Muffled voices meet my ears, signaling my curious eyes to wrench themselves open to find the source of the noise. My head pounds, a painful rhythmic throb on the right side of my skull. The light of the room stings my eyes, and I squeeze them shut, groaning. I roll over on the couch to hide my face in the fabric.

"Guys, he's awake!" A familiar voice calls out.

I open one eye to look at the person knelt beside me. Dallon forces a smile to hide the concern so obviously weighing down his features. I take a glance at the space around him and realize I'm in the rec room in the studio.

I rub my temple, frowning. "What-"

"You kind of passed out." Dallon explains, shrugging. "It's only been an hour or so. A doctor came by and said it was most likely caused by stress." He shakes his head. "Christ, Brendon. You had William on the verge of a panic attack."

"Where is he?" I ask suddenly, the things I'd said to our manager just an hour ago flooding back into my brain and weighing down on me with guilt.

"He went home to give you space. Thought you needed it. I think he needed space from you because he wouldn't stop mumbling about how he killed Brendon Urie." Dallon rolls his eyes, a hint of a smile flickering just for a moment on his features, then reverting back to a serious expression. "He feels awful, you know."

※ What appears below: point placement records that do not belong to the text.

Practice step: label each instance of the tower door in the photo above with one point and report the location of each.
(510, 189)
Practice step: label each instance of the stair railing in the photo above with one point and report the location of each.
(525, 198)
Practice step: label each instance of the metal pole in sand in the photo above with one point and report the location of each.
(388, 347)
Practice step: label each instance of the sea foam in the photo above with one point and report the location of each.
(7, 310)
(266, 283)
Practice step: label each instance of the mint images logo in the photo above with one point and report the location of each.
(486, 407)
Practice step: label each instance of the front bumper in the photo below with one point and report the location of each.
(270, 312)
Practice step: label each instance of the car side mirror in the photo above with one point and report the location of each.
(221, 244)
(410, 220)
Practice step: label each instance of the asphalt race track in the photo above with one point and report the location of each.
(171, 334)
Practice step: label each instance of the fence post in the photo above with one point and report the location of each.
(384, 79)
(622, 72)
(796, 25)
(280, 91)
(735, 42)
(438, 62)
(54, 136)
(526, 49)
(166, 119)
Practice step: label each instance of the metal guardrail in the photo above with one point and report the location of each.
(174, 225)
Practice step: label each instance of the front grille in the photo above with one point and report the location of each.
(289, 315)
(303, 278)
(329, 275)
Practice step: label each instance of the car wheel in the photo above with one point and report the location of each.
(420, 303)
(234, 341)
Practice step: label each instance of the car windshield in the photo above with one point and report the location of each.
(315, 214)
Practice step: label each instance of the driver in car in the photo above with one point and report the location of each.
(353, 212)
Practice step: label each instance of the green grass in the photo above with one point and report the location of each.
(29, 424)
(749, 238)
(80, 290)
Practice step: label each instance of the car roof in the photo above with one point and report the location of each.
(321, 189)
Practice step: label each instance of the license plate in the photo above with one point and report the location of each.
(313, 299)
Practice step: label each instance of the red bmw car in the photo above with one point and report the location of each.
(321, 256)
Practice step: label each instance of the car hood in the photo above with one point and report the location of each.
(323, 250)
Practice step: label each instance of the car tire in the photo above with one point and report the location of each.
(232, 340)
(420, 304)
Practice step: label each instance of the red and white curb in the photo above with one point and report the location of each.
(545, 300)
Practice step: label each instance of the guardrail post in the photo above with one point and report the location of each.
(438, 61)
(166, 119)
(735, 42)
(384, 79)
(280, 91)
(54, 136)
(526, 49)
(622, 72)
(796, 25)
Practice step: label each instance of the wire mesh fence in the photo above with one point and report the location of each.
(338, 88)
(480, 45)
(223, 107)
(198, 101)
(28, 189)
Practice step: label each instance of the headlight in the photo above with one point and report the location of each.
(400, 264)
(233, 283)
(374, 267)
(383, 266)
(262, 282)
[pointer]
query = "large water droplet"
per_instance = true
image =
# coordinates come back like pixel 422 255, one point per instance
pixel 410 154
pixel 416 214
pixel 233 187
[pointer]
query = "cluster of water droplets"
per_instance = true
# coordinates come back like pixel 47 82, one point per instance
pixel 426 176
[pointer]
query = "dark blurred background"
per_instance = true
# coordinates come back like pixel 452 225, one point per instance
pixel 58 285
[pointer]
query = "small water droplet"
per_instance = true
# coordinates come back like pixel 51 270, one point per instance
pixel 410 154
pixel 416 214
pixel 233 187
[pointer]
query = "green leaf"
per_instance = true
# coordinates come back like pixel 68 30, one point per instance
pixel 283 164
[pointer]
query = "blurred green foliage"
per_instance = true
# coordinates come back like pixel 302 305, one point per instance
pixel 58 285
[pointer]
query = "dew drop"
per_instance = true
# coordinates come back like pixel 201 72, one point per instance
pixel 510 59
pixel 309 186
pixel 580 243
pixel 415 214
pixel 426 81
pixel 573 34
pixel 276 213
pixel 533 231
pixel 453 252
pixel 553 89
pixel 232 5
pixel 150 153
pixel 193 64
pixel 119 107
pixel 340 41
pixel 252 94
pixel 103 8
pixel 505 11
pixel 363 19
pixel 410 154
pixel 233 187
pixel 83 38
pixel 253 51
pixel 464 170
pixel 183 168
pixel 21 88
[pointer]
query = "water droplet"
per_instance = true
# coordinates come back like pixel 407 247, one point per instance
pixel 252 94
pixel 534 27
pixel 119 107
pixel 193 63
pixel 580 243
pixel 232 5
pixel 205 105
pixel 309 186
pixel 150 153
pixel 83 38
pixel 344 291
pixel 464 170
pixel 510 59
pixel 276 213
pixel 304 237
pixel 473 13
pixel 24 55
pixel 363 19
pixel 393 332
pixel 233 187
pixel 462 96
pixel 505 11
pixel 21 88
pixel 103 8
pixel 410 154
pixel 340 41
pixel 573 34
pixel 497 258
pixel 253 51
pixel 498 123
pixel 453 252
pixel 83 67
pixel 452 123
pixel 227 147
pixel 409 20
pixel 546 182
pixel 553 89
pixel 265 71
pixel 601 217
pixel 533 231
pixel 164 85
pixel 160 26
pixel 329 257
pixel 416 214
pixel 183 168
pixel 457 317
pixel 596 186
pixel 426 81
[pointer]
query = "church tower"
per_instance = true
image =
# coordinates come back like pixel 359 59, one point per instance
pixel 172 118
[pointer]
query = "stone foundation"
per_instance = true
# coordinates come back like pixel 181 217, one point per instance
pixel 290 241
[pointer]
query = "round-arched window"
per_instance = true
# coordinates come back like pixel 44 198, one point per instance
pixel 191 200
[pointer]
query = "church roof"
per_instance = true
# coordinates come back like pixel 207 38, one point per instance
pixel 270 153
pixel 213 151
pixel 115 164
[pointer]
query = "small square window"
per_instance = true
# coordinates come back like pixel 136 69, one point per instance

"I know." I groan, running my hands through my hair. "I'm such an ass."

"Well, yeah..." Dallon agrees.

I punch his shoulder. "Fuck off." I suppress a grin. Dallon laughs wholeheartedly now. I shift on the couch so that I'm now facing him. My head throbs with the movement. "So when are we going back to recording? Is Norm ready now? We can start Strike for the Heart over again if he wants, I know I fucked that one up..." I trail off when I realize Dallon has begun to stare at the floor, trying to hide a look of remorse and something that's nearly pity. "What?" I ask, worried of what the answer might be.

He purses his lips and won't meet my eyes.

"Dal," I start warningly.

Dallon looks up at me with uncertainty. "Norm and the guys thought it would be best if we take a break from the studio. Just a few weeks, so you can have some time to deal with whatever you need to deal with."

I start shaking my head, refusing to believe the words coming out of his mouth. "No." I know that all it takes is one more mishap for the label to start seriously considering dropping us, and several studio days missed because I can't fucking control myself is just the excuse they need. We've made it this far, and I know it's not fair to the guys for them to lose this opportunity at the expense of my own mental breakdown. "I'll be fine. I'm not putting the band in jeopardy to 'work out my problems'." I spit mockingly.